OpenAI has introduced a new generation of AI models under the GPT-4.1 family, designed specifically to excel at coding and instruction-based tasks. This includes three variants: GPT-4.1, GPT-4.1 mini, and GPT-4.1 nano — all available via API but not integrated into ChatGPT.
Advanced Coding Capabilities with GPT-4.1
The new models come with a 1-million-token context window, enabling them to process roughly 750,000 words — more than the entire length of War and Peace. According to OpenAI, this massive capacity supports long-form reasoning and complex software development workflows.
These releases come amid heightened competition from AI leaders like Google and Anthropic. Google’s Gemini 2.5 Pro and Anthropic’s Claude 3.7 Sonnet have both posted strong performances on coding benchmarks such as SWE-bench Verified. OpenAI now joins the fray with its own benchmark-driven progress.
A Step Toward Autonomous Software Engineers
OpenAI has openly stated its goal of building an “agentic software engineer” — AI that can manage full application development, including bug fixing, documentation, QA, and deployment. The launch of GPT-4.1 marks a step toward that future.
“We’ve optimized GPT-4.1 for real-world use based on developer feedback,” said an OpenAI spokesperson. “It’s better at frontend development, formatting, consistent tool usage, and reducing unnecessary edits.”
Performance and Pricing Details
GPT-4.1 is engineered for real-world software engineering and outperforms previous OpenAI models like GPT-4o and GPT-4o mini on tasks like SWE-bench. Performance tiers vary:
- GPT-4.1: $2/million input tokens, $8/million output tokens
- GPT-4.1 Mini: $0.40/million input tokens, $1.60/million output tokens
- GPT-4.1 Nano: $0.10/million input tokens, $0.40/million output tokens
The nano variant is OpenAI’s most affordable and fastest model to date, sacrificing some accuracy for speed.
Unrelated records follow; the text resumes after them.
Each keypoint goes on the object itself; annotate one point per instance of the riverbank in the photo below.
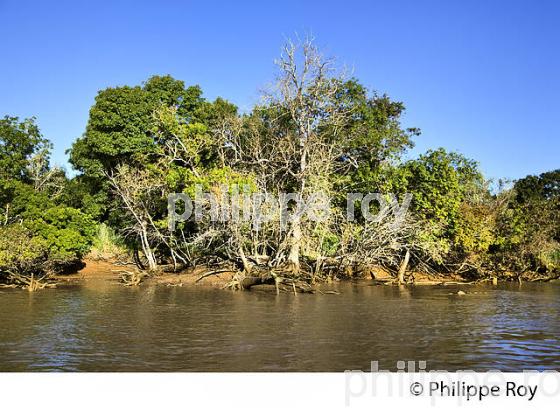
(107, 270)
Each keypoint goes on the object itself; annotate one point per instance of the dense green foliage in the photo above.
(39, 232)
(320, 132)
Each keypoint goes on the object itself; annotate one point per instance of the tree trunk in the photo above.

Benchmark Results and Limitations
In internal tests, GPT-4.1 scored 52% to 54.6% on SWE-bench Verified, slightly behind Google’s Gemini 2.5 Pro (63.8%) and Anthropic’s Claude 3.7 Sonnet (62.3%). The variance in scores is due to infrastructure constraints, according to OpenAI.
In multimedia benchmarks, GPT-4.1 scored 72% accuracy on the ‘long, no subtitles’ category of Video-MME, highlighting its enhanced ability to interpret video content.
Despite these advances, OpenAI cautions that GPT-4.1 still has limitations. It may become less accurate with longer input sequences. In one test, accuracy dropped from 84% at 8,000 tokens to 50% at 1 million tokens. Additionally, GPT-4.1 tends to be more “literal,” requiring users to craft more specific and structured prompts.